I make hard boiled eggs every single week for lunches. Bring a decent sized pot with 1" water in it to a boil. Fill your steamer basket with COLD eggs and put in. Cover and steam 16 min for pullet eggs up to 20 minutes for duck eggs. After cooking time cool eggs in cold water immediately. Will last up to 7 days in the shell if they don't crack (about 1 in 12 of mine do) or you can shell them immediately and store them In water in the fridge, change water daily. Done like this it seems to make no difference how old the eggs are. Peeling is a dream!!!


----------



## SmartAZ (Sep 17, 2006)

PERFECT HARD BOILED EGGS

Freeze some ice cubes.

Lower your eggs straight from the fridge into already-boiling water, or place them in a steamer insert in a covered pot steaming at full blast on the stove top. If boiling, lower the heat to the barest simmer.
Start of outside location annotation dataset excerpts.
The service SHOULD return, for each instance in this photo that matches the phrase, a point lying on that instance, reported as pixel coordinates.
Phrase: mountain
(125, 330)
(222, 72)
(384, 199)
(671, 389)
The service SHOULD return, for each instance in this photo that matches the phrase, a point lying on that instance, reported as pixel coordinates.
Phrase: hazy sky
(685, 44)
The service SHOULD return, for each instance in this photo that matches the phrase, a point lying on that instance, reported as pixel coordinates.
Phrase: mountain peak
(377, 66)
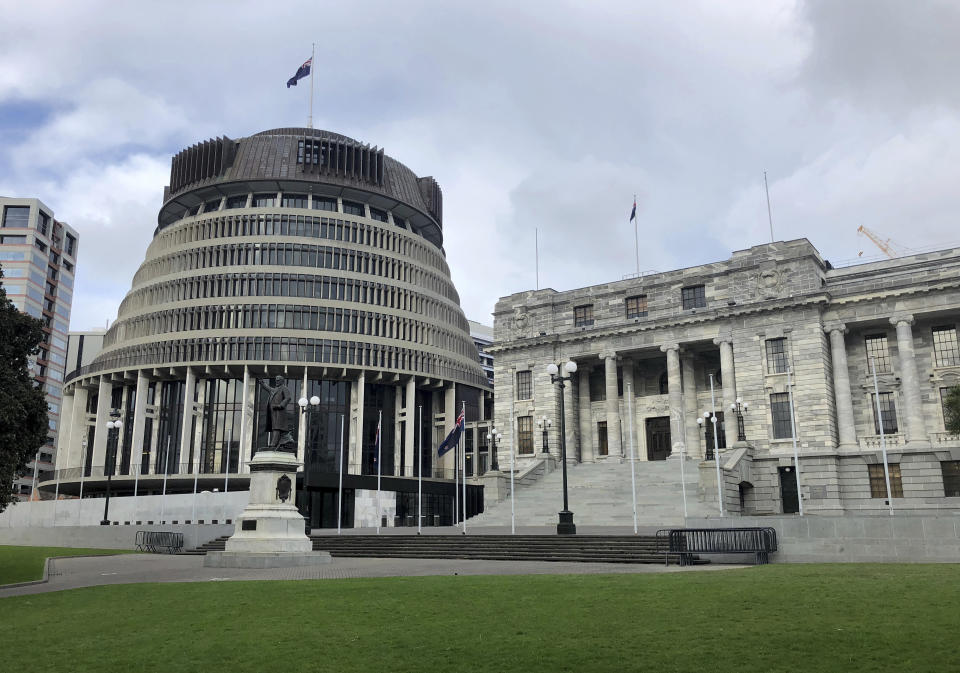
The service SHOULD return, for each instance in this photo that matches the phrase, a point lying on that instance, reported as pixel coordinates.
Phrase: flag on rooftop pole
(302, 72)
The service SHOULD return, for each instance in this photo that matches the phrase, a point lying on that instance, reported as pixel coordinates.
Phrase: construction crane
(889, 248)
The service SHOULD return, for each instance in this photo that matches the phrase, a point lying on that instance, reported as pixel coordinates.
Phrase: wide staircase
(600, 495)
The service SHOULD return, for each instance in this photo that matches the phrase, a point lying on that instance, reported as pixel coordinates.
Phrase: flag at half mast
(453, 438)
(302, 71)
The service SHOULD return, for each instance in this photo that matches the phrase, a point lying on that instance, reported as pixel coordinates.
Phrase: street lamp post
(565, 525)
(113, 432)
(493, 436)
(307, 409)
(545, 423)
(738, 408)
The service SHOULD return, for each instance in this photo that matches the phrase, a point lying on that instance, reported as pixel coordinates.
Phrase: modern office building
(296, 253)
(772, 334)
(39, 256)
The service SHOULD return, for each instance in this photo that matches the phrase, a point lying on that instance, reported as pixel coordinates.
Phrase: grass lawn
(807, 618)
(25, 564)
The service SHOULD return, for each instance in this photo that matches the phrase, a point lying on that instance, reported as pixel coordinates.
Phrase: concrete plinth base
(229, 559)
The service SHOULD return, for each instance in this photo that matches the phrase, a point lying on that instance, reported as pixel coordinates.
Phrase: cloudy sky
(532, 116)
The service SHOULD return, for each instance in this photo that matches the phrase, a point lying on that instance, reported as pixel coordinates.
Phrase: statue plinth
(270, 532)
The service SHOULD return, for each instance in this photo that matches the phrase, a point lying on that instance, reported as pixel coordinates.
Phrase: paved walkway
(73, 573)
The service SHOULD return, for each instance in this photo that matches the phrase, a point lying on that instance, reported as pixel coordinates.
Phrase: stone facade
(772, 324)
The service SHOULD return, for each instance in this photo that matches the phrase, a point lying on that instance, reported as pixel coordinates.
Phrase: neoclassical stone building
(770, 315)
(293, 252)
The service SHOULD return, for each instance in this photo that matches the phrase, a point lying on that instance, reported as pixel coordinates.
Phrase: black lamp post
(544, 424)
(113, 433)
(565, 525)
(307, 409)
(494, 437)
(739, 407)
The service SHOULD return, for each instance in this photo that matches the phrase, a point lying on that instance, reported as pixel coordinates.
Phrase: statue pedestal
(270, 532)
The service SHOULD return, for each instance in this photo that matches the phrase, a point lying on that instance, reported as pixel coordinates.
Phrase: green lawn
(24, 564)
(805, 618)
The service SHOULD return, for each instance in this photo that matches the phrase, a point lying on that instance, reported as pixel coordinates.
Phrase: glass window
(693, 296)
(945, 350)
(951, 478)
(583, 315)
(637, 306)
(888, 410)
(324, 203)
(351, 208)
(294, 201)
(777, 362)
(878, 480)
(525, 434)
(16, 216)
(877, 349)
(524, 385)
(780, 415)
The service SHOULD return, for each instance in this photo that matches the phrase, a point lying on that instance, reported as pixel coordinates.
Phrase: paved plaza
(87, 571)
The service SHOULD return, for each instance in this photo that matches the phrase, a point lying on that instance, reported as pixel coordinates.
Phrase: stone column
(674, 392)
(356, 424)
(691, 431)
(103, 415)
(729, 376)
(846, 426)
(586, 420)
(409, 429)
(139, 421)
(916, 428)
(613, 404)
(186, 425)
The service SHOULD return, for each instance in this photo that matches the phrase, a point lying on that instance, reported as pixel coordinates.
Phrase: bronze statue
(278, 416)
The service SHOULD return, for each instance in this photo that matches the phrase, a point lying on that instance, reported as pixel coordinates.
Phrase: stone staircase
(600, 495)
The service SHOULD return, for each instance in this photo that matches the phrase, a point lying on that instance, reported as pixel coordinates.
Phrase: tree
(23, 406)
(951, 411)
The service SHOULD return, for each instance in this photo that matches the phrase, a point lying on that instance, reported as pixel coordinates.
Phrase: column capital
(835, 326)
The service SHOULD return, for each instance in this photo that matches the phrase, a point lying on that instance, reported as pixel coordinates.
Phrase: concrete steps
(600, 495)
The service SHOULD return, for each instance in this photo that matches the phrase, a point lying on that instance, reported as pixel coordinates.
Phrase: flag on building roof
(302, 71)
(453, 438)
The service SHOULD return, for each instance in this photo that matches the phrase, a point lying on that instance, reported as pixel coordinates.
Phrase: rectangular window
(780, 415)
(583, 315)
(637, 306)
(878, 481)
(525, 434)
(951, 478)
(777, 362)
(877, 349)
(945, 350)
(602, 449)
(524, 385)
(351, 208)
(16, 216)
(294, 200)
(888, 410)
(693, 296)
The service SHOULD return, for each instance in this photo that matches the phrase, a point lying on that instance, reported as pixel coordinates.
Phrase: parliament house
(297, 253)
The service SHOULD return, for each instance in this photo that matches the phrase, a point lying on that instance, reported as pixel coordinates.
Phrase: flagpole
(379, 515)
(340, 485)
(420, 474)
(313, 46)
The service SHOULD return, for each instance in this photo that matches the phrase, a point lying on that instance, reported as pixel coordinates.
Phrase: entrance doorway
(788, 491)
(658, 438)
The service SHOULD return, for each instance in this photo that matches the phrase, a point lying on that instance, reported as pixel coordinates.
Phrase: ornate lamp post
(113, 432)
(307, 409)
(545, 423)
(738, 408)
(493, 436)
(565, 525)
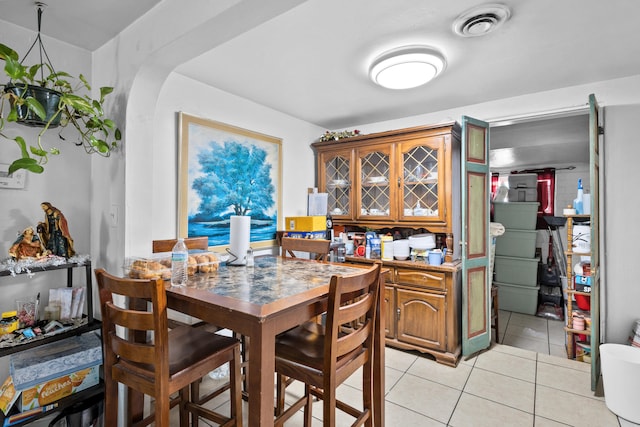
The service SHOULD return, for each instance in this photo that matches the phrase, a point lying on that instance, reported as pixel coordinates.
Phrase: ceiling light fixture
(481, 20)
(407, 67)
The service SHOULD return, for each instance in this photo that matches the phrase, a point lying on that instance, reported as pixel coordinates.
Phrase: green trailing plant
(69, 106)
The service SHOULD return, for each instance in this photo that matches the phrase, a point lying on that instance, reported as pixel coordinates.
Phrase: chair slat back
(319, 247)
(190, 242)
(353, 302)
(144, 315)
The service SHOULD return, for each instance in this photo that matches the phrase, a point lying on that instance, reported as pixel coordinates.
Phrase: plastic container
(518, 215)
(27, 309)
(517, 271)
(581, 239)
(517, 298)
(387, 248)
(179, 263)
(9, 322)
(523, 180)
(583, 302)
(517, 243)
(523, 194)
(577, 202)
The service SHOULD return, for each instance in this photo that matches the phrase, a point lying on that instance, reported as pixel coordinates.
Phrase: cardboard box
(306, 235)
(305, 223)
(52, 371)
(55, 389)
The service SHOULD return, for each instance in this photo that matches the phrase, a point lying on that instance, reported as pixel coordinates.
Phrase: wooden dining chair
(323, 357)
(157, 361)
(200, 243)
(190, 242)
(318, 247)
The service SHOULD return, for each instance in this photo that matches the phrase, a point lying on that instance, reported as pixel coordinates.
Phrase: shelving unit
(573, 334)
(91, 324)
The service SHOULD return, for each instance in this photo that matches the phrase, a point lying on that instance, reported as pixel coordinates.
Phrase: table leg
(379, 361)
(261, 375)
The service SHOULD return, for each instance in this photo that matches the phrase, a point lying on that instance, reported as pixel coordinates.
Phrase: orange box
(53, 390)
(305, 223)
(59, 369)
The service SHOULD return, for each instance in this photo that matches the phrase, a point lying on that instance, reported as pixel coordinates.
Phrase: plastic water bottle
(577, 203)
(179, 260)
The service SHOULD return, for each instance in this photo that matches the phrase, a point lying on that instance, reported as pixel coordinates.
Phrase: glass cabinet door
(337, 175)
(375, 189)
(421, 188)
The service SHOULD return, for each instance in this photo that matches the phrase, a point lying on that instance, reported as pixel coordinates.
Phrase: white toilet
(621, 380)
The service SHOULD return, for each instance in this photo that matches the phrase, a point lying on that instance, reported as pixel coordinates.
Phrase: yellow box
(305, 223)
(55, 389)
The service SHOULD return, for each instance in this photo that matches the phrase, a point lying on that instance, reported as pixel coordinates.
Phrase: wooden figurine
(27, 245)
(54, 232)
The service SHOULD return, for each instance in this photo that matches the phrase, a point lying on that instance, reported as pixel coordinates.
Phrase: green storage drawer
(518, 215)
(521, 299)
(517, 243)
(517, 271)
Cook the eggs for 11 minutes for hard or 6 minutes for soft. Serve. Or, if serving cold, shock them in ice water immediately. Let them chill in that water for at least 15 minutes, or better yet, in the fridge overnight. Peel under cool running water.

No baking, no pricking, no tricks, no gimmicks, that's it.

http://www.seriouseats.com/2014/05/the-secrets-to-peeling-hard-boiled-eggs.html


----------



## JohnP (Sep 1, 2010)

I always assumed the ones that cracked had larger air gaps in the end that old eggs tend to get. Air expands when Heated.


----------